7. Remember that listeners need visual descriptions and moments to get invested

Most people are not good visual storytellers. If you ask them a question, they’ll respond in a broad overview or generality. They don’t tend to focus in on specific moments or scenes.

They need your help for that.

You need to prompt them to paint the picture — use their senses — “tell us about one moment,” or “what’s an image you remember from that day,” or “take us to that spot, what would we see?”

From Dan:

“If you hear a subject say “we were sitting in my bedroom,” ask them what kind of furniture it had, and what time it was, and whether the bed was comfortable. If someone mentions “it was a difficult time for me,” ask (gently) what made it difficult — who helped her through it — what emotions they felt specifically, and why. Radio interviews are like children’s books. Every page needs an illustration.”

8. What are the stakes?

Stakes are absolutely essential. I only care as a listener if I know why it mattered to someone. That’s not as simple as it sounds. You have to get someone to say what was at stake.

“Why was it so important to you to do XYZ?”
“What if you had failed?”
What if it hadn’t worked out that way?”
What were you hoping for?”

9.Don’t take things for granted. Zoom out.

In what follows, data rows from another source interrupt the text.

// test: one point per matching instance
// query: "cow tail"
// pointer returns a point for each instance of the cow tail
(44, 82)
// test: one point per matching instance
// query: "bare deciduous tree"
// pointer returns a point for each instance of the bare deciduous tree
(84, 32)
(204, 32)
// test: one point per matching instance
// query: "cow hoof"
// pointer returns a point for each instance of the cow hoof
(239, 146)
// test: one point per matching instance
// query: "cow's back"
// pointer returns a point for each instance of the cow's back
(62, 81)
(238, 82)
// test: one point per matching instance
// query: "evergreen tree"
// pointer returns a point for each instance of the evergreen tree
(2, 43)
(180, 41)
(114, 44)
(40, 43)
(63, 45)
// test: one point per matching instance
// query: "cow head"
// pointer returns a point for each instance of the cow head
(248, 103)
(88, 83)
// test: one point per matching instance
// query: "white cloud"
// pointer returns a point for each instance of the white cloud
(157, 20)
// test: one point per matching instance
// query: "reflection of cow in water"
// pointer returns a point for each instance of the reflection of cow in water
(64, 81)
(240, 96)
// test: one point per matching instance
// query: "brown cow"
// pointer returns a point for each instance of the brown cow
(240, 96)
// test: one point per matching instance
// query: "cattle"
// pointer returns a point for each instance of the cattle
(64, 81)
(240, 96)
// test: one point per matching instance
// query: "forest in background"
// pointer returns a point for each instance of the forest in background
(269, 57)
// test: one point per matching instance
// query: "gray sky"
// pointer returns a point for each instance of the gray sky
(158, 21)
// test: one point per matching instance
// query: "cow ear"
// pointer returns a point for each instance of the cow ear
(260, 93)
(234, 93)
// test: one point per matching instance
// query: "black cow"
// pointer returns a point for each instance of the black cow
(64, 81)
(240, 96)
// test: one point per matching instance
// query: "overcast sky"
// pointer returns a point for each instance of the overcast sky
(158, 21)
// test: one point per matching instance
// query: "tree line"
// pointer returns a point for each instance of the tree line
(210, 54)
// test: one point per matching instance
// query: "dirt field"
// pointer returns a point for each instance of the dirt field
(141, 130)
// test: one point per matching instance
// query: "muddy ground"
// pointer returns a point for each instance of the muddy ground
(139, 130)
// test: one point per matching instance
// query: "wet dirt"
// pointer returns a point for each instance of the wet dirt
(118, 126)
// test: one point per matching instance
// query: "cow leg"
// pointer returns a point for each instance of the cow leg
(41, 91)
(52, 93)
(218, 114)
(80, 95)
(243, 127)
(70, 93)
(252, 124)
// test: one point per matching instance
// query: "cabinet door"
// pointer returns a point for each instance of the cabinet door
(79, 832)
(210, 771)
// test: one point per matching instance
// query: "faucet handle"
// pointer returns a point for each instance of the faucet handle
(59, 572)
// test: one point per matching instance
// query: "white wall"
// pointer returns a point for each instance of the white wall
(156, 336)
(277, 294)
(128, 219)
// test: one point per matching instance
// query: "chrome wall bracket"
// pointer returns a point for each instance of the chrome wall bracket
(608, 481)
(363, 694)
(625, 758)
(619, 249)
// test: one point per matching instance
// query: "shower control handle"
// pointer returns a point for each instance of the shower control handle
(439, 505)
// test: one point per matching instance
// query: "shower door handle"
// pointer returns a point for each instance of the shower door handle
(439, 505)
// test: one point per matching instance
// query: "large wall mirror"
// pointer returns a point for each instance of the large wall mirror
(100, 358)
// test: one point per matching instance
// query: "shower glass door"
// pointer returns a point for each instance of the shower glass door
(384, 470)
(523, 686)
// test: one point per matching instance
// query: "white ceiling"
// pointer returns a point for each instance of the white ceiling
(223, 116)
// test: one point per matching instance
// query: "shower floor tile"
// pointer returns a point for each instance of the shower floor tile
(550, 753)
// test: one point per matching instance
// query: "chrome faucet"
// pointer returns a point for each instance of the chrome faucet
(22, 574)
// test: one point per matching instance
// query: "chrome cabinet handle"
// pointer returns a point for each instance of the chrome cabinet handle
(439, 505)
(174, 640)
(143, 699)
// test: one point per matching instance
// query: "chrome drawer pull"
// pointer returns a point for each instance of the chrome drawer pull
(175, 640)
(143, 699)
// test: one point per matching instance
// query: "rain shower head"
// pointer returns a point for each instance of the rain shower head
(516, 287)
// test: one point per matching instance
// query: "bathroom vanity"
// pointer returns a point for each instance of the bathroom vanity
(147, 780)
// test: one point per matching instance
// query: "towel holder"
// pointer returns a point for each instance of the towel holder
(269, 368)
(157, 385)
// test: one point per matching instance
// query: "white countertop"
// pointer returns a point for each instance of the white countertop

Sometimes the best question is the most “obvious” one — the big “why?” question or the “tell us how you got there?” question. I asked Tracey in my recent interview (coming soon), for instance, a simple question that paid off — “how do people end up believing that someone else deserves to die?

10. Have fun.

From Dan:

“Talk about something that makes you both laugh. There’s nothing like warmth and humor to help listeners connect.”